Thursday, January 22, 2015

How to create a symbolic link on Solaris 10

Hard link vs. Soft link in Linux or UNIX

[a] Hard links cannot links directories ( cannot link /tmp with /home/you/tmp)
[b] Hard links cannot cross file system boundaries ( cannot link /tmp mounted on/tmp to 2nd hard disk mounted on /harddisk2)
[c] Symbolic links refer to a symbolic path indicating the abstract location of another file
[d] Hard links, refer to the specific location of physical data.

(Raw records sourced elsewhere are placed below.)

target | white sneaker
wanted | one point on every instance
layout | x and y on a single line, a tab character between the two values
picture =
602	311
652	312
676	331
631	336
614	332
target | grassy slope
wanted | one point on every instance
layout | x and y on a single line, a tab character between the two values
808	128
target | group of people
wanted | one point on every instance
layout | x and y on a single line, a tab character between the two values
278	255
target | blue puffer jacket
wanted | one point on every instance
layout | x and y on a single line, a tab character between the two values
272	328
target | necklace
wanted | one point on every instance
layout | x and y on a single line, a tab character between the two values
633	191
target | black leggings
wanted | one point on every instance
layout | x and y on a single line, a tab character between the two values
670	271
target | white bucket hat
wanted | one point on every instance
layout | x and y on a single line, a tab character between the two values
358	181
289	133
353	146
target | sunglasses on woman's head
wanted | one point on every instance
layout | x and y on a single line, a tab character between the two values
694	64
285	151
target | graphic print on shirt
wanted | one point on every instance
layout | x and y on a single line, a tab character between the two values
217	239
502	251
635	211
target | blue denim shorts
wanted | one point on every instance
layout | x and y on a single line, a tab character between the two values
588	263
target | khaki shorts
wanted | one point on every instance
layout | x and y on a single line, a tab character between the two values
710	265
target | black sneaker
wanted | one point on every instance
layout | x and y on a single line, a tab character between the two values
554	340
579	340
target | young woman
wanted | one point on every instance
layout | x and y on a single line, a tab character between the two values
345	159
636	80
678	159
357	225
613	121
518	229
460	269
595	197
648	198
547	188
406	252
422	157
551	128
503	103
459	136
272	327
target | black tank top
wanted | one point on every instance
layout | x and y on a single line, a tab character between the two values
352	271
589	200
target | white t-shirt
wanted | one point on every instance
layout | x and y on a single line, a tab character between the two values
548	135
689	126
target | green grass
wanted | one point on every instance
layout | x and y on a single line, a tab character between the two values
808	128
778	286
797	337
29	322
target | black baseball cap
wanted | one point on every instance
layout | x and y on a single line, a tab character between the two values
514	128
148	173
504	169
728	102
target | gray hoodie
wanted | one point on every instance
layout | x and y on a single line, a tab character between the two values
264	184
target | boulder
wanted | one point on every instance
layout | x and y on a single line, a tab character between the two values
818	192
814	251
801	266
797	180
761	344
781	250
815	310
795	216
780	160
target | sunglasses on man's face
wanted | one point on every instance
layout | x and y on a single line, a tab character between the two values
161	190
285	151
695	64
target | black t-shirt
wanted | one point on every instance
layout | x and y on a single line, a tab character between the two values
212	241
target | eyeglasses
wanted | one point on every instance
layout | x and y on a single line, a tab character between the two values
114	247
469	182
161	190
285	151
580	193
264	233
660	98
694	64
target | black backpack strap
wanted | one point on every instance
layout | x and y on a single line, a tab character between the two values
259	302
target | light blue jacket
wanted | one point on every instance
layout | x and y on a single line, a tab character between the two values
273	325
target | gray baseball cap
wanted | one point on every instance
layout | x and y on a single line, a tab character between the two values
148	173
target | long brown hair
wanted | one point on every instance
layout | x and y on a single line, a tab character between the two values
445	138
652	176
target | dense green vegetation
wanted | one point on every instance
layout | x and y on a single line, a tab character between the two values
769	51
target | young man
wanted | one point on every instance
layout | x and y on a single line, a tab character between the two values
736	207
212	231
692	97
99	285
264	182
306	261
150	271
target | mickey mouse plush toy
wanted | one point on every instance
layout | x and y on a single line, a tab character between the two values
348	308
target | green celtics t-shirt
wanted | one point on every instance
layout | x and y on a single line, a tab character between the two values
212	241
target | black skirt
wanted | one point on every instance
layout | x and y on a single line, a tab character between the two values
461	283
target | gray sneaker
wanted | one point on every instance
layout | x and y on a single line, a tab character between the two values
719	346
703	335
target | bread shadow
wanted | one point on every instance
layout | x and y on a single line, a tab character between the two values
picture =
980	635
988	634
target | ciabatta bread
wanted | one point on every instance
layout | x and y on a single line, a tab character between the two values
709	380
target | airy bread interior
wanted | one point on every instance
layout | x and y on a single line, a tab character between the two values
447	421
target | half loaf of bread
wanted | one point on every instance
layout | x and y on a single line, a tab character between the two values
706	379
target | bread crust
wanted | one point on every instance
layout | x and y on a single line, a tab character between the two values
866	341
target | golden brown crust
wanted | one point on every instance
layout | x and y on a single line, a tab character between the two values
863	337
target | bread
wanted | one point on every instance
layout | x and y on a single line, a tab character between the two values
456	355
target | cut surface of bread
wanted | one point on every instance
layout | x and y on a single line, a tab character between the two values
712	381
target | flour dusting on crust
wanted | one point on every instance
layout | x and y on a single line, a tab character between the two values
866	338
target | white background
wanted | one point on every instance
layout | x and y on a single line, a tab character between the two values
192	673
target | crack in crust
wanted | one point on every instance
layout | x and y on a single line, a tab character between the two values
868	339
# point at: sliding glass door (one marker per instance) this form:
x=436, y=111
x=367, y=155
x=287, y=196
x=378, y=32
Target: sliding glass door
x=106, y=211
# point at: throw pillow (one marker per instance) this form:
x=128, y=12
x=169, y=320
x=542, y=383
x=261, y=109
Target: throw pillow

UNIX create a symbolic link command

To create a symbolic link, enter:
$ ln -s {/path/to/file-name} {link-name}
$ ln -s /shared/sales/data/file.txt sales.data.txt
$ vi sales.data.txt
$ ls -l sales.data.txt

How do I delete a symbolic link?

To delete a link, enter:
$ rm {link-name}
$ rm sales.data.txt
$ ls -l
$ ls -l /shared/sales/data/file.txt

If you delete the soft link itself (sales.data.txt) , the data file would still be there ( /shared/sales/data/file.txt ). However, if you delete /shared/sales/data/file.txt, sales.data.txt becomes a broken link and data is lost.

UNIX create a hardlink command

To create hard link, enter (without the -s option):
$ ln {file.txt} {hard-link}
$ ln /tmp/file link-here

How do I delete a hard link?

You can delete hard link with the rm command itself:
$ rm {hard-link}
$ rm link-here

If you delete a hard link, your data would be there. If you delete /tmp/file your data still be accessible via link-here hard link file.